I guess I can't quite pin it down even in so many words, but to stretch the film parallel even thinner... I imagine nearly everyone has had an experience going out to the movies and having it virtually ruined by something super inconsiderate that other people in the theater are doing - being loud or obnoxious or even threatening or whatever. That's a bad film 'experience', and sometimes there may be nothing you could do to change the experience of it. Bad gameplay can still make an otherwise phenomenal effort a bad game experience very easily, and Panzer Dragoon occupies the apex of refinement on virtually every level for me, as a series. The exceptional degree of good and wonderful feelings I have for PD are based on the complete experience, of what it is, game by game, rather than any component that can be isolated from the whole of it.
And a note on the tone... that I know I contributed to. Most of my previous ire was not directed at anyone here, except as specified of course. But it is my honest response to that script, and if anything it is just because I don't wish to see it in these boards that that response may be more passionate. The whole reason for that long lecture / rant is because I know that what I was trying to get across cannot be pinned down with any clear and concise argument, it is a CLIMATE rather than the WEATHER I am talking about. Fanboys squabble over who the sun is shining on today and who got soaked, but the very usage of the word "fanboy" was fixed in the lexicon specifically by Sony converts as a shorthand term connoting the illegitimacy of SEGA fans for exhibiting partiality equal to their own! Yes Nintendo was in the mix and got a lot from all sides as well, and yes the memes became common property ammo, but the crucible of fanboy culture was the circumstance between the Saturn and Dreamcast "failures" relative to the Playstation dominance. And so this sanctimonious subtext, as typically seen in the pattern of someone 'correcting' the 'opinion' of someone else for not reading from the same script as themselves... honestly makes me see red when it crops up in one of my sanctuaries. And believe it or not I have often reminded myself that I am not the thought police and let it go many times in these boards, but again all I can say is it is simple honest anger. When I see the script followed to the point of an expression of status quo condescension, I will react. Not to presume my view is the same as Geoffrey's; but it is plain hubris when someone brushes off a dissenting "opinion" from their own with any such crypto-ad hominem aspersions like "agenda" or "grudge" without any background context acknowledged or refuted. Or in plain terms, some of us have actual REASONS for opinions that are very different form someone else, and that seems to be the principle and understanding most often and crucially missing from people's character; or perhaps it is accepted as a de facto sign of weakness in this whole arena of petty opinion wars.
I hope you didn't see any of that previous post as an accusation Solo, the connections made were all general and (to me) natural. Yet the subject is itself a controversy, and you proposed a notion that attracts partisan impulses, as indeed it did. So as one final comment on the innate nuance that is typically glossed over...

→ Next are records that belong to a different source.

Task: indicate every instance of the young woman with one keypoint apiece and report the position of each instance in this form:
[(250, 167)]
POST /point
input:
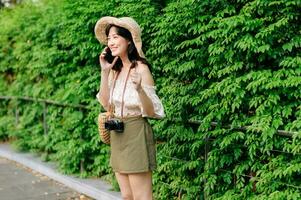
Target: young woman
[(128, 85)]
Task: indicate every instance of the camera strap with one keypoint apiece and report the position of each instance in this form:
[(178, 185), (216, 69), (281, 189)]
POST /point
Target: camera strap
[(112, 107)]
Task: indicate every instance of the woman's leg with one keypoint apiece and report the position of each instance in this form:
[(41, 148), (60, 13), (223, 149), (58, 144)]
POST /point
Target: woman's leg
[(141, 185), (124, 185)]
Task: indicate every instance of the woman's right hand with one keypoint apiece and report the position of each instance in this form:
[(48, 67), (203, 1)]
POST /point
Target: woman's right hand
[(104, 64)]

Sony also, with the rarest of exceptions, never funds or publishes anything they do not own outright, especially if it is a major release. Is that a good thing then as long as it gets us another PD game? If Sony buys it they'll NEVER let it go either, unless they are actually pushed to the brink of bankruptcy or something. That's just how they operate, how they always have. But to me that's what the whole argument seems like anyway, if one thing, anything somehow should go to Sony then the same could be said about everything. So why not just drop the pretense and give everything to Playstation if it's the only machine truly worthy, that's basically the mentality that informed the marginalization of SEGA, with some real mistakes and disadvantages that get promoted to very certain black and white answers through the chain of rhetorical repetition.